Merhametten maraz doğar
Padişahın, siyasî bir hatası varsa, o da aşırı merhametli oluşudur. ‘Müfsid İmam’ ve ‘Şerrullah’ diye tanınan hünkâr imamı Hayrullah Efendi’yi şeyhülislâm yapması, bundandır. Hayrullah, verdiği fetvâyla, kendisini bu makama getiren kimseye “minnetini” ödemiştir.

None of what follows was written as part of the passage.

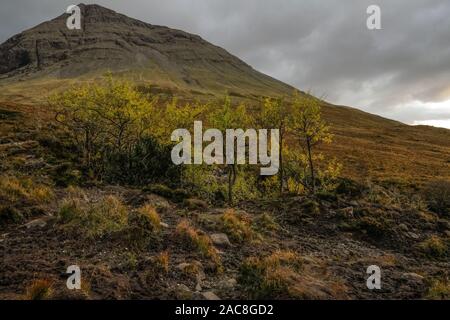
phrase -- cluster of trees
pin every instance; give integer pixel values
(123, 135)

Padişahın, israfla ithamı da, doğru değildir. Evet, Rusya ve diğer dış tehditlere karşı, dünyanın en güçlü ikinci donanmasını meydana getirmesi, çok büyük masraflara sebebiyet vermiştir. Ancak hazine, mülk ve milletin iyiliği için vardır ve bunu mahalline sarfetmek israf değildir ve hükümdara ait bir salahiyettir. Sultan Aziz, Taşlık’ta yaptırdığı câmiin inşaatını bile, lüzumsuzluğu hakkında şayia çıkınca durdurmuştur. Kendisinden önceki devirde vuku bulan Kırım Harbi’nin masraflarını ödemiş; ama Suriye, Girit, Hersek ve Bulgaristan isyanları, büyük masraf kapısı açmıştır. Çırağan Sarayı’nın inşaına kendisinden önce başlanmıştı. Üstelik bu, Osmanlı İmparatorluğu’nun hükümdarı için gayet lüzumlu bir iştir. Saray yapmak, hazineye zarar vermez; zira masrafı, millî servet içinde kalır. Sultan Aziz’in yerine geçen Sultan V. Murad, hastalanıp tahttan indirildiğinde, 1 milyon lira borcu vardı. Kendisini tahta çıkaran Jön Türkler, buna israf demediği gibi, bu borcu da sonraki padişah Sultan Abdülhamid ödedi.
 
        Konya'da Aziziye Camii
Ancak darbeciler için elbette gerçeklere ihtiyaç yoktur. Darbenin kanunu olmaz. Askerleri, Sultan Aziz’i kaçırmak isteyen Ruslara karşı korumak üzere götürüldüklerine inandırıp sarayı sardıkları gibi; halkı da Sultan Aziz’in tahttan indirilmeyi hak ettiğine inandırmak istediler. Ama öyle olmadı. Halk, “Uyan Sultan Aziz uyan, Kan ağlıyor bütün cihan” diyerek yaktığı ağıtla, mazlum padişaha olan sevgisini her zaman terennüm etti. Düzme fetvâda söylenenlerin aksine, Sultan Aziz, halk tarafından en çok sevilen padişahlardan biri olmuştur.